Cotra believes that current AI, like most students, combines memorized information with some reasoning. AI may not be very intelligent, but it is diligent and can memorize countless equations. It combines powerful memory with a small amount of understanding to find the right combination of equations for a given problem and then provide the answer.

At first glance, AI appears to be as intelligent as a gifted student, but closer analysis reveals flaws in its answers. Nevertheless, this does not mean that AI lacks reasoning ability.

In other words, these models are neither purely based on reasoning nor purely based on memorization.

Cotra said, "I think it's somewhere in between.
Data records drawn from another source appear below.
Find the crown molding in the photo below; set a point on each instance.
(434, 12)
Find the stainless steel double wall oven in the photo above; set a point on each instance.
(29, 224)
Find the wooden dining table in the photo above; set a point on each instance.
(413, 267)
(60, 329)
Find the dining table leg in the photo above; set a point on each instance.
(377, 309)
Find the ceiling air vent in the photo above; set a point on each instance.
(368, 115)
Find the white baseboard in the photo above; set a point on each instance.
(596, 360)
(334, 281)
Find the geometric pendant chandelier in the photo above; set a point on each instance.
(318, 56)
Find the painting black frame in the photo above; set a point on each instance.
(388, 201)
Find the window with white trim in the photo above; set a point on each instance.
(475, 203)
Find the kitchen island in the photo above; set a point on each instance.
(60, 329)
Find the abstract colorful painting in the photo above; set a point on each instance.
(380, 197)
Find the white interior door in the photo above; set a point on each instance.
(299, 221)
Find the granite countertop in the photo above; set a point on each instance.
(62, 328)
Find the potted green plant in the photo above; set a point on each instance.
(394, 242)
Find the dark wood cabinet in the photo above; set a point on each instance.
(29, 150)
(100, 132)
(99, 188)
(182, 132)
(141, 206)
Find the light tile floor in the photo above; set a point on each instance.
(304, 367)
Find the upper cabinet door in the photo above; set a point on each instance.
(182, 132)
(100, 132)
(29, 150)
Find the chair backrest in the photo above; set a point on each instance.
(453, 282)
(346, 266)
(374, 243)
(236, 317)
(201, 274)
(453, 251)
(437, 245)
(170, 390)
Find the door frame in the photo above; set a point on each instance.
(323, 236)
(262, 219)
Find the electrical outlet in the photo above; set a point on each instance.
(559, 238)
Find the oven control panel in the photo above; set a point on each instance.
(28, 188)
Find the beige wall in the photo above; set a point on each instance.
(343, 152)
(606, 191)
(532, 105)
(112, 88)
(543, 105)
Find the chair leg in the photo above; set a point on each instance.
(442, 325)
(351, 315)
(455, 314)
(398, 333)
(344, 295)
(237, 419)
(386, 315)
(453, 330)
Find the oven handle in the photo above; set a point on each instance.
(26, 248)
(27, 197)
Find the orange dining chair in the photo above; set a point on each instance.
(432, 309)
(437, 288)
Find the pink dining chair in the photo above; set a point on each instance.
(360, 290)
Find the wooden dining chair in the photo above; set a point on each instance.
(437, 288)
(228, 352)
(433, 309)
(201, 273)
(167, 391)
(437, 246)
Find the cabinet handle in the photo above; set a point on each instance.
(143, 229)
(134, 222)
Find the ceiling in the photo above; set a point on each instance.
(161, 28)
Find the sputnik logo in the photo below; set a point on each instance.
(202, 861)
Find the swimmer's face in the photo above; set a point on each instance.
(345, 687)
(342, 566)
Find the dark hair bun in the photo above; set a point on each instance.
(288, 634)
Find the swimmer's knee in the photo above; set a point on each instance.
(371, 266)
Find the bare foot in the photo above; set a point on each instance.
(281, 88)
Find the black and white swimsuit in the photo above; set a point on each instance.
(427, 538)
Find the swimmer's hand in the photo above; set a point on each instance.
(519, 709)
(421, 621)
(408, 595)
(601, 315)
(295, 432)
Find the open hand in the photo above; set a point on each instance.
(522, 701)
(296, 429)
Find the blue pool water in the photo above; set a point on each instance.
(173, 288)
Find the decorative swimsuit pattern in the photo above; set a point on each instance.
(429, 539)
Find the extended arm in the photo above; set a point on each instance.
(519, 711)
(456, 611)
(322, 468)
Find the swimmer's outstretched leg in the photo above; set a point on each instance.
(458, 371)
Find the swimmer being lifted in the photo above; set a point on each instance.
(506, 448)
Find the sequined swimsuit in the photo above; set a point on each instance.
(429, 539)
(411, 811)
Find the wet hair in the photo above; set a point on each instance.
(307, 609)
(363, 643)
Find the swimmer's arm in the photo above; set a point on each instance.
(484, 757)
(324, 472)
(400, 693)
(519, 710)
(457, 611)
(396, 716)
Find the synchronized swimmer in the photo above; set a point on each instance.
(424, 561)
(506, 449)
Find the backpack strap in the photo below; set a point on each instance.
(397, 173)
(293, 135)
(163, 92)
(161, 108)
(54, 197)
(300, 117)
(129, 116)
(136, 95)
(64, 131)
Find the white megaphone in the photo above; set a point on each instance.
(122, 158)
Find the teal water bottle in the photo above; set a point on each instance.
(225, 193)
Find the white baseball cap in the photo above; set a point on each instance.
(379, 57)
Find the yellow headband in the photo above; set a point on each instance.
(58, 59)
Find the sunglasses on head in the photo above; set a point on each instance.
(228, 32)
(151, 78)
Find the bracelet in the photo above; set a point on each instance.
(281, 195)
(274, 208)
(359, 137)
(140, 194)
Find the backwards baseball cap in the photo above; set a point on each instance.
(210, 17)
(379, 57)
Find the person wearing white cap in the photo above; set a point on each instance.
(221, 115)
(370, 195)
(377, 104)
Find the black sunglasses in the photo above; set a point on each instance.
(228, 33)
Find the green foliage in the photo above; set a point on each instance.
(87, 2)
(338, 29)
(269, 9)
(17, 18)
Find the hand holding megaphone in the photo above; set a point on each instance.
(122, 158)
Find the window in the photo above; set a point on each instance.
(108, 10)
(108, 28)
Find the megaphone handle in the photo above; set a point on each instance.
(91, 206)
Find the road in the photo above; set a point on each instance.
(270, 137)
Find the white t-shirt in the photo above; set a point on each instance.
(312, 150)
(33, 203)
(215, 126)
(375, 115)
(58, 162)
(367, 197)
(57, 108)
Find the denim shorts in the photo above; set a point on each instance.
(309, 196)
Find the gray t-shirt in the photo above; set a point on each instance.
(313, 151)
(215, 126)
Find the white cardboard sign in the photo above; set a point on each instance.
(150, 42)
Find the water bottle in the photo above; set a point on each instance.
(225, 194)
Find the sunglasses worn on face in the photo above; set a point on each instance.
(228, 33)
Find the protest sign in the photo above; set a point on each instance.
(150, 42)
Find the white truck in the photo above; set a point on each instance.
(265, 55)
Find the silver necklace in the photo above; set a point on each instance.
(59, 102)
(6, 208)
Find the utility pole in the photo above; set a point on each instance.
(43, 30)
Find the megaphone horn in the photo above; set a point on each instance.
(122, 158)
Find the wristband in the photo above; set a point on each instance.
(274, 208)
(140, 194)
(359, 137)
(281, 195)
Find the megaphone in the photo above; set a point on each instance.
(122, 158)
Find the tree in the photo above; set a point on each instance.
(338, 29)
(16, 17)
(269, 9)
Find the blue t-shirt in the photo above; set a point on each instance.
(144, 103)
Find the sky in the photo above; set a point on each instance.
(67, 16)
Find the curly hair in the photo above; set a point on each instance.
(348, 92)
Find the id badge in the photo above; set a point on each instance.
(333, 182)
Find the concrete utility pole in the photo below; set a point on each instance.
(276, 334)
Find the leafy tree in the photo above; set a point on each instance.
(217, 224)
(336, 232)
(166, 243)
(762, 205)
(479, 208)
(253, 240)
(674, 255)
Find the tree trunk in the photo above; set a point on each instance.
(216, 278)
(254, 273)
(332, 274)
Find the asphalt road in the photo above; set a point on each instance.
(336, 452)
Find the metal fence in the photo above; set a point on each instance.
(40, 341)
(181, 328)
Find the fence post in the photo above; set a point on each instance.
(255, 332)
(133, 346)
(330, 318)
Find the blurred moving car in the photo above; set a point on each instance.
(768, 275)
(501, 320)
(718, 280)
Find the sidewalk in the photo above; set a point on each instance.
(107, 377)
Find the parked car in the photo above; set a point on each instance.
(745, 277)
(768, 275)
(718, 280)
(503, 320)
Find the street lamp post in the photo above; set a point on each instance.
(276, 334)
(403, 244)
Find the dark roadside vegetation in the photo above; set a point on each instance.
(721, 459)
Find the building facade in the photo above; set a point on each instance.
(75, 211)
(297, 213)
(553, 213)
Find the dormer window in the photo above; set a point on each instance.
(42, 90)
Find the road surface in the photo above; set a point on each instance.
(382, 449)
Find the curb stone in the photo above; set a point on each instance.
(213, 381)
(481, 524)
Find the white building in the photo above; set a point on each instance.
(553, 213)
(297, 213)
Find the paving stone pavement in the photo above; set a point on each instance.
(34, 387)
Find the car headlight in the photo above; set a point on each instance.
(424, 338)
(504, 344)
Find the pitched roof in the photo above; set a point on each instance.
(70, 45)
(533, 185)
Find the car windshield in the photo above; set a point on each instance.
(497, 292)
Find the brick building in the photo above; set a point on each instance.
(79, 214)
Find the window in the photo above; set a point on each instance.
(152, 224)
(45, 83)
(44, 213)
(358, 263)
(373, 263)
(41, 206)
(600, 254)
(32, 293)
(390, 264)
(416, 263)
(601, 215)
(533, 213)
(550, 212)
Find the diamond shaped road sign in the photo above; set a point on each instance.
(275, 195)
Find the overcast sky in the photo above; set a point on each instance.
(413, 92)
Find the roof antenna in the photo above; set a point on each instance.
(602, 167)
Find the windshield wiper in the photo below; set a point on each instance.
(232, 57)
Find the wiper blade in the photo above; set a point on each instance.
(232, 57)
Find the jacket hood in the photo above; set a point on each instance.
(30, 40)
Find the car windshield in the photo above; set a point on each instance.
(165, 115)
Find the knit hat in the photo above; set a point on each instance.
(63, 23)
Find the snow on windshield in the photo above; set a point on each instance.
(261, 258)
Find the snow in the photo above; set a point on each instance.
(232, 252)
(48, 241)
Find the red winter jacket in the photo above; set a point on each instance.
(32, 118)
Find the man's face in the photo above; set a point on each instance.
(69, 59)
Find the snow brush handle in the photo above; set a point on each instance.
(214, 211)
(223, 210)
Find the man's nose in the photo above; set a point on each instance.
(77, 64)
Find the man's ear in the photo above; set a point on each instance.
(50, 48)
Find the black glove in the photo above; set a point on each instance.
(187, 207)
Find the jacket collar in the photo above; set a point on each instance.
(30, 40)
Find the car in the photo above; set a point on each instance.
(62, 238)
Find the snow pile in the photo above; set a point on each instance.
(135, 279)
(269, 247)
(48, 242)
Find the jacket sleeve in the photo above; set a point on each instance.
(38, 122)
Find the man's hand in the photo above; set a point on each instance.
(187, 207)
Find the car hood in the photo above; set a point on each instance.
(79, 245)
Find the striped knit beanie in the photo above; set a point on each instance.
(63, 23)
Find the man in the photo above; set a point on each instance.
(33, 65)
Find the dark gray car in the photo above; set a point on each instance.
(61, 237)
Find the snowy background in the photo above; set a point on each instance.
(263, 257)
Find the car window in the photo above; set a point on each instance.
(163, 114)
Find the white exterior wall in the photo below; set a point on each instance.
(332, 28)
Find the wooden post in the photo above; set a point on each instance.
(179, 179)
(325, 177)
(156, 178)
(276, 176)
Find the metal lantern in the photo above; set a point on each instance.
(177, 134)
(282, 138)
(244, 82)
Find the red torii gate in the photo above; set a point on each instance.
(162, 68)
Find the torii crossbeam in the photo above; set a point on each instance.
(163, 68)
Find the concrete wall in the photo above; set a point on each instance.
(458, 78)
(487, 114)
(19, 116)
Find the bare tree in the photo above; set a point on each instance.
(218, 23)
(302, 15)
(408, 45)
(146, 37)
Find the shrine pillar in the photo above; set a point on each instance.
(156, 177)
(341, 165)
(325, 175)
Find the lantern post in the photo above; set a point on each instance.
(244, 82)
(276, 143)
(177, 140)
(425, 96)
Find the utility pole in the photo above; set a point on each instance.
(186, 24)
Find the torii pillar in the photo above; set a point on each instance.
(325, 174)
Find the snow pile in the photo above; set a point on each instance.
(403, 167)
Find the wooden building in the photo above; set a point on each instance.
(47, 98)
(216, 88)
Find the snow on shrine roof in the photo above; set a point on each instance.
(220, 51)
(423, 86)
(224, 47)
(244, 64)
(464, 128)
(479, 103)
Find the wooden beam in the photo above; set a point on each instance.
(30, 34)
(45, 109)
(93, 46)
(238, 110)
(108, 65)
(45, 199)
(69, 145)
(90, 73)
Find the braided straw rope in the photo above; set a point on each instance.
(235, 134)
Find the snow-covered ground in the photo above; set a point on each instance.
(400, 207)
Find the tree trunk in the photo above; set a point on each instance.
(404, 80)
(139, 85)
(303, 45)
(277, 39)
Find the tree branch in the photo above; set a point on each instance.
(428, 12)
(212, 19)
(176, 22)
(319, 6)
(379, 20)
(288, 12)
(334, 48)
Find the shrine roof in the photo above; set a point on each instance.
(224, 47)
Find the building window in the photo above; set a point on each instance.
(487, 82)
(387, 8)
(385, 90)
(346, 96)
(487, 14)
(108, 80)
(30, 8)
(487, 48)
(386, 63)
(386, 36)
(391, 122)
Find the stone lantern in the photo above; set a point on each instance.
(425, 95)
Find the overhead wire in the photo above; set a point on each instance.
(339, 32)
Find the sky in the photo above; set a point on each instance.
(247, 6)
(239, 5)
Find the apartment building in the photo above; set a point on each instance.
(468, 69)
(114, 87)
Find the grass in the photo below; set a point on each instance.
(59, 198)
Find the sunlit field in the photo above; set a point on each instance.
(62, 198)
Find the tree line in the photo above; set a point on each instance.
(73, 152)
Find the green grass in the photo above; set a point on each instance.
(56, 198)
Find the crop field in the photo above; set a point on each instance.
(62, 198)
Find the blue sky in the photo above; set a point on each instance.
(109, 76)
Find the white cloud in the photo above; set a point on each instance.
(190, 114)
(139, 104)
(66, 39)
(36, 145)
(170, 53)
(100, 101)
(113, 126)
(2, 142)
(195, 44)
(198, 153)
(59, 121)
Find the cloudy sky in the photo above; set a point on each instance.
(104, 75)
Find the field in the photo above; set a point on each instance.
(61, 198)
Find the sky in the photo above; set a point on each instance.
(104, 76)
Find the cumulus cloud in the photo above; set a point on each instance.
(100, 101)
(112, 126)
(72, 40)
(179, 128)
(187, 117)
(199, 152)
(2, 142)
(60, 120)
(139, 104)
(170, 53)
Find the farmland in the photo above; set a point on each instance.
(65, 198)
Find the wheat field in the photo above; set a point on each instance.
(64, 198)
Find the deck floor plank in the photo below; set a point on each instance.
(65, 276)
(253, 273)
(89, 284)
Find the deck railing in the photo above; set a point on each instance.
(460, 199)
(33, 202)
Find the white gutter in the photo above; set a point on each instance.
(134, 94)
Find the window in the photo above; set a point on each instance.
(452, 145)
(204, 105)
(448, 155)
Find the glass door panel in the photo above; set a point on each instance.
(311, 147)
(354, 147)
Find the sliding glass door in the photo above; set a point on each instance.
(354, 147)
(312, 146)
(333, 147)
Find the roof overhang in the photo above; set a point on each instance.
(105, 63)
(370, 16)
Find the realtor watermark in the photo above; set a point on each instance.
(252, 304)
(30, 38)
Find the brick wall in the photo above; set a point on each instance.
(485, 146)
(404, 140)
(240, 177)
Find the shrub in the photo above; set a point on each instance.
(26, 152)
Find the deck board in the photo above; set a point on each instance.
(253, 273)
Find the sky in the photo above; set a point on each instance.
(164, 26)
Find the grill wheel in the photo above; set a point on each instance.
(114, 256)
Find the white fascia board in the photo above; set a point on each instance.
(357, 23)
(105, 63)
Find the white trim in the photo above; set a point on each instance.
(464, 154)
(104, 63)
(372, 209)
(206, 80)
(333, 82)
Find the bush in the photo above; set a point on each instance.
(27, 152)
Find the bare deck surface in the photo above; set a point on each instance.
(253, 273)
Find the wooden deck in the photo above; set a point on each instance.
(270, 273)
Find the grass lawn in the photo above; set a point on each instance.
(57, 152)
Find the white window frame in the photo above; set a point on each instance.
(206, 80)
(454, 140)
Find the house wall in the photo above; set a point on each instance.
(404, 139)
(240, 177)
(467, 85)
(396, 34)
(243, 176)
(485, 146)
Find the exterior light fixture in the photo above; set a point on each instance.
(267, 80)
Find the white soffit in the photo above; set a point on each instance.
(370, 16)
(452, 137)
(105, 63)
People get confused because they want to categorize it into one category, either simple memory or deep reasoning. But actually, there's a limit to the depth of reasoning."

Conclusion: Sawtooth Intelligence

Researchers use the term "sawtooth intelligence" to describe today's AI, meaning that it can solve some mathematical problems brilliantly, but becomes stupid when faced with simple problems.

Humans always like to compare AI intelligence with human intelligence. Perhaps we should look at it from a different perspective and regard artificial intelligence as a "different" kind of intelligence, instead of getting hung up on whether it is "smarter than humans" or "stupider than humans".

Artificial intelligence is evolving and may one day become incredibly powerful, capable of encompassing all of human intelligence, and even having the capacity to do so. This kind of transformation is worth looking forward to.